The Venezuelan government has made overtures to various countries about obtaining nuclear technology, according to U.S. officials, who worry that President Hugo Chavez might be taking the first steps in a long road to develop nuclear weaponry.
A Bush administration official monitoring Latin America said the entreaties have included communications with Iran, with whom Venezuela maintains increasingly close ties. Washington has branded Iran a state sponsor of terrorism and accuses it of pursuing nuclear weapons through its atomic industry.
Russia has sold Iran a nuclear reactor from which Iran could eventually develop nuclear-grade materials. Russia has promised the West that it will collect all nuclear waste.
"We are keeping an eye on Venezuela," said one senior official, who spoke on the condition of anonymity. "My sense is that Venezuela has not been as successful with its nuclear entreaties with other countries as it would have liked."
The administration official said there is no clear evidence that Mr. Chavez wants to develop nuclear weapons. But, the source said, there is consistent intelligence reporting that his government has discussed obtaining technology from other countries.
Mr. Chavez, a populist who has ratcheted up anti-U.S. rhetoric as he forges ties with some of America's adversaries, is in the middle of a military buildup that some analysts in the Bush administration fear is a precursor to ending elections.

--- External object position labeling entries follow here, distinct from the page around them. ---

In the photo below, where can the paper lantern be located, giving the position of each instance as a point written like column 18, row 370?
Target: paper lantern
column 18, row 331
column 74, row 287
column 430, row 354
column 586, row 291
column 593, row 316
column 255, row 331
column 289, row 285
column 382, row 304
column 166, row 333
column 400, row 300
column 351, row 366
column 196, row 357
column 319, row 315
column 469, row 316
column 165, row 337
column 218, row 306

"Chavez would like to have everything. He has the money to do it," said the official, noting Venezuela's vast oil reserves. "He wants new fighter jets. He wants to put a satellite in space."
He has formed an alliance with Cuban leader Fidel Castro, who has sent thousands of government officials to Venezuela. Mr. Chavez is forming what Pentagon officials say are neighborhood militias modeled after Cuba's communist apparatus to maintain iron-fisted control.
The U.S. administration official said Venezuela has begun taking delivery of more than 100,000 Russian-made AK-47s, some of which will arm the militias. It is also ramping up production of small-arms rounds that the Bush administration fears will be shipped to rebels in democratic parts of Latin America.
But more troubling to the Bush administration is Mr. Chavez's close ties to the mullahs in Iran. He visited Tehran last year and held a series of meetings with Iran's ruling mullahs. He then publicly supported Iran's quest for a huge nuclear industry.
"They are quite kissy-kissy with Iran," said the U.S. official. "There is a lot of back and forth. Iranians show up at Venezuelan things. They are both pariah states that hang out together."
During an interview on Arab-language Al Jazeera television, Mr. Chavez, who had just completed his trip to Iran, was asked about his confrontation with the United States and whether he feared being deposed as Iraqi dictator Saddam Hussein was.
"I am on the offensive," Mr. Chavez responded, according to a transcript from the British Broadcasting Corp., "because attack is the best form of defense. We are waging an offensive battle. Yesterday, in Tehran, the spiritual guide [Ayatollah Ali] Khamenei told me a true statement: power, power."
Mr. Chavez called the U.S. war on terrorism "terrorism itself."
Concern in Washington over Mr. Chavez's nuclear ambitions arose this week after the Argentine newspaper Clarin reported Sunday that Venezuela had asked Buenos Aires to sell it a nuclear reactor.
Two days later, the Latin News Daily quoted Venezuelan Energy Minister Rafael Ramirez as denying the report. He said Venezuela was merely in talks with Argentina and Brazil to explore the peaceful scientific uses of the atom. Mr. Chavez periodically has expressed an interest in building a nuclear reactor to generate electric power.
The senior U.S. official said Washington is confident that Argentina would not sell Venezuela a reactor or any technology that could lead to nuclear weapons.
When asked about the issue Tuesday, State Department spokesman Adam Ereli said the U.S. expects all countries to adhere to nonproliferation treaties. Another department spokesman contacted by The Washington Times declined to discuss Venezuela beyond what Mr. Ereli said.
A person in the Venezuelan Embassy's press office in Washington said that only the ambassador talks to the press and that he was not available for comment.